Before choosing its Cambridge location, CareWell Urgent Care opened offices only in suburbs. Lexington has been the closest CareWell office. (Photo: CareWell Urgent Care)

The city’s first freestanding urgent care clinic, for people who might need an X-ray for a suspected fracture right away but don’t have life-threatening conditions meriting an emergency room visit, plans to open next month in Inman Square.

Carewell Urgent Care, which has established eight centers in Massachusetts since 2012, will open an office at 1400 Cambridge St. on April 24, spokeswoman Andrea LePain said. Carewell, like most other urgent care centers in the burgeoning industry, has put most of its offices in suburban towns; Cambridge will be its first urban venture.

Unlike retail-based medical ventures such as CVS Minute Clinics, which provide care for minor problems and are staffed with nurses or nurse-practitioners, many urgent care centers, including Carewell, have physicians on site and can perform X-rays and lab work. Carewell’s centers are open every day from 8 a.m. to 8 p.m.

Claims not to compete

Carewell and other urgent care centers market themselves to patients as a way to avoid long waits in emergency rooms, which typically give top priority to people with chest pains and other potential and actual life-threatening conditions. As many primary care doctors close their offices at night and on weekends, patients with needs that can’t wait often end up in the emergency room when they don’t really need emergency care.

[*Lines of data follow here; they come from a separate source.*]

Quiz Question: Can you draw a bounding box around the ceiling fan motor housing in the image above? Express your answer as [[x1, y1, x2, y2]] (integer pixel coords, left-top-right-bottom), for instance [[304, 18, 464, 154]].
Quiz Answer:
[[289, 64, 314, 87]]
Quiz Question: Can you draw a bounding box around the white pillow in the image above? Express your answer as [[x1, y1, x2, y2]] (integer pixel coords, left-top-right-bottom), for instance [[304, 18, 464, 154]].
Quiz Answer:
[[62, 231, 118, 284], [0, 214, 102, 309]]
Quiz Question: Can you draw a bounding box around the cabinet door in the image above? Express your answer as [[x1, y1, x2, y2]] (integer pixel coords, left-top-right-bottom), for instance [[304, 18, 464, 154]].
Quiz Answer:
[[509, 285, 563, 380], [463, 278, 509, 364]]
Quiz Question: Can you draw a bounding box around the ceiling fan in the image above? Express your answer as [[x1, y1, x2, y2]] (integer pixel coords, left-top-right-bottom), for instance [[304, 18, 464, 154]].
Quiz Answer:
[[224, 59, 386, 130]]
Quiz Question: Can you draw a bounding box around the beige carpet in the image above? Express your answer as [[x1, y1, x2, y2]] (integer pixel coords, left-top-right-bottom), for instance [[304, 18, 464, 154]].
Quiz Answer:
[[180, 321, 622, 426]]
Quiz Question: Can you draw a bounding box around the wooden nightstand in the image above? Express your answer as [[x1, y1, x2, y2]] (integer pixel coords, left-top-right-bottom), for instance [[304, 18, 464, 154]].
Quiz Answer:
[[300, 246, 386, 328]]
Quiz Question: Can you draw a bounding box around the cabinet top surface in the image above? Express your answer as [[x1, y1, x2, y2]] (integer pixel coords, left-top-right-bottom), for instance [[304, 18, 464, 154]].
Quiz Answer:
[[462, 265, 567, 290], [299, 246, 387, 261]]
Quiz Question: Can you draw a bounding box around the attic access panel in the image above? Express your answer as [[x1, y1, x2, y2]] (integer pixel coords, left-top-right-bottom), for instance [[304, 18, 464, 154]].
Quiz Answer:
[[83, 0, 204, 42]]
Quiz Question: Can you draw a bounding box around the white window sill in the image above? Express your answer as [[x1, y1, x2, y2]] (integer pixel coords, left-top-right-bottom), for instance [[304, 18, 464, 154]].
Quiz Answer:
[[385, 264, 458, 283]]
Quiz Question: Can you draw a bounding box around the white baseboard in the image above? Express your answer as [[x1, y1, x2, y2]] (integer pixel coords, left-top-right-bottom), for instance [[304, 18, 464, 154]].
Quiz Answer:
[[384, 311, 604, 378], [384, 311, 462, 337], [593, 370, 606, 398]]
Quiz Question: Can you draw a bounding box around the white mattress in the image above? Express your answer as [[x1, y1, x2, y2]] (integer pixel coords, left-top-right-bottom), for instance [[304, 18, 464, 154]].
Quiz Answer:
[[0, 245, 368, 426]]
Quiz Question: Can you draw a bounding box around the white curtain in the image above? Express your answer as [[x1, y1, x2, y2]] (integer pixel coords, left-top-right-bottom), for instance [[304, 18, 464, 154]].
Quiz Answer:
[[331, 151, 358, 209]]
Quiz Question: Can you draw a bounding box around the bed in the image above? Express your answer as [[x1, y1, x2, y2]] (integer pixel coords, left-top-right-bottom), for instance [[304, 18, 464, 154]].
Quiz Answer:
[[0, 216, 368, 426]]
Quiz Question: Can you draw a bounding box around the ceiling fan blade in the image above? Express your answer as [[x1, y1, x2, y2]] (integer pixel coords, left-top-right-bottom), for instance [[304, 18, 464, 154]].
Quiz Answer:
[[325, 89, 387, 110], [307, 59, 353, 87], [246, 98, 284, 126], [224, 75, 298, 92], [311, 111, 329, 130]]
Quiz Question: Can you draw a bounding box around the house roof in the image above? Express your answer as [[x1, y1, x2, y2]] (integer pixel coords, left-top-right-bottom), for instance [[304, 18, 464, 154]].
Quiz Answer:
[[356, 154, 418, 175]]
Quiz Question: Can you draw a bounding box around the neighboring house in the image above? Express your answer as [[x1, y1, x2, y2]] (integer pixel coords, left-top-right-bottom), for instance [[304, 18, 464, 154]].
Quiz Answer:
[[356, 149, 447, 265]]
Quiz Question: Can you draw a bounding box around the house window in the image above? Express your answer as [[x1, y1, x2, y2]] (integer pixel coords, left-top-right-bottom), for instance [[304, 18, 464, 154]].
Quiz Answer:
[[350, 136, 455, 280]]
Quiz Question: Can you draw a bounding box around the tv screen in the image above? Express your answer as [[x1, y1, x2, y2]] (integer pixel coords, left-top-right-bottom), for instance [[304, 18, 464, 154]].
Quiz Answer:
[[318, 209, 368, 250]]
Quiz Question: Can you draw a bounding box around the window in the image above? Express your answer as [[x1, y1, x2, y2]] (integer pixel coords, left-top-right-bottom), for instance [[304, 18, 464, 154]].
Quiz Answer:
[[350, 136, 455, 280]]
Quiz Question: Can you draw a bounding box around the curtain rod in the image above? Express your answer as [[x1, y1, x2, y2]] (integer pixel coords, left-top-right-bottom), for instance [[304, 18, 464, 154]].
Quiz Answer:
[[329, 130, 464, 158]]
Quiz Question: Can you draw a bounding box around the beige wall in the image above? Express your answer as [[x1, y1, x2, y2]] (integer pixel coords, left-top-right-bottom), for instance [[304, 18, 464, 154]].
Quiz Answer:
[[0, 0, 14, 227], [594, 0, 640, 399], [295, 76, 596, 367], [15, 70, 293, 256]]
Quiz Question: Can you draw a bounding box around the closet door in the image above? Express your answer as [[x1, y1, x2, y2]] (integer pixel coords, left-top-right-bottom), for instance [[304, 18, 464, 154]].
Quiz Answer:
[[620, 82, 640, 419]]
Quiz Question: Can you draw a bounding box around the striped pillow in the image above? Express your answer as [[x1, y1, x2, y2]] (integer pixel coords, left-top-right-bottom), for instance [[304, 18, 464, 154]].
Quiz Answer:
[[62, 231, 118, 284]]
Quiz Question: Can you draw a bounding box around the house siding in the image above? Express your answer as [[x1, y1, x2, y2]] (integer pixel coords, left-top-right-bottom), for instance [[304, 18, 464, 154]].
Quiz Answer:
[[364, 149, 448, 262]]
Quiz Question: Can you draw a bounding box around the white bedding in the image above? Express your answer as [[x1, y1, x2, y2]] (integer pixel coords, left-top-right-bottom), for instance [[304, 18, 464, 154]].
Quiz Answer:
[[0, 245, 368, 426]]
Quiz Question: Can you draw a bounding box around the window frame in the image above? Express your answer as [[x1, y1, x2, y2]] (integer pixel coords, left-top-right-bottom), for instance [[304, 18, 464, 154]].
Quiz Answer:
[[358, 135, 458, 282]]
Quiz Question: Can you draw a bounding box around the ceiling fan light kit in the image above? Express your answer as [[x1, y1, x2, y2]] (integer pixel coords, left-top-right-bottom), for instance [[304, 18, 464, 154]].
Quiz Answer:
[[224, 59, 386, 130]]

Despite the overlap with hospitals and doctors, urgent care centers say they don’t compete with other providers. “We collaborate with doctors and hospitals,” LePain said. Carewell recently signed an affiliation agreement with Burlington-based Lahey Health, allowing the two organizations to refer patients to each other. The company is talking to other providers about possible alliances, LePain said. She declined to name any.

The new Cambridge center will be directly across the street from Cambridge Family Health, a primary care practice owned by financially ailing Cambridge Health Alliance. Carewell chose the location for business reasons only, including its “high traffic” and “retail-centric” character, LePain said.

Tufts, Blue Cross relationships

Some insurers and health care observers have praised the move toward urgent care as a way to avoid inappropriate use of expensive emergency rooms, and Carewell has more than supportive words from health insurers: two major Massachusetts insurers, Blue Cross and Tufts Health Plan, have invested in the private company.

Tufts spokeswoman Sonya Hagopian declined to say how much Tufts has put into Carewell, but did say that most of Carewell’s backing has come from venture capital companies. A Blue Cross spokeswoman returned a telephone call but didn’t provide information before deadline. The chief financial officers of both insurers sit on Carewell’s board of directors.

In addition to owning a piece of Carewell, Tufts and Blue Cross would have to negotiate contracts for payment for medical care with the urgent care company. Hagopian said Carewell does not get special treatment.

“The folks doing the contracting would make sure they are approaching it as they would with any provider,” she said. The office of Attorney General Martha Coakley, which oversees competition in the health care industry, declined to comment, spokesman Grant Wood said.

Tufts had only one contract with an urgent care physician in 2011; it now has more than 30, Hagopian said. “Our focus is to make sure our members get the right care at the right time,” she said.

Although Carewell plans to open April 24, the company doesn’t yet have the required licenses from the state to establish a medical clinic. Dave Kibbe, a spokesman for the Department of Public Health, said the company has filed architectural plans, which are under review.  The state must also approve Carewell’s operational plan and visit the site. As of this week, Carewell hadn’t filed an application for a license to operate, Kibbe said.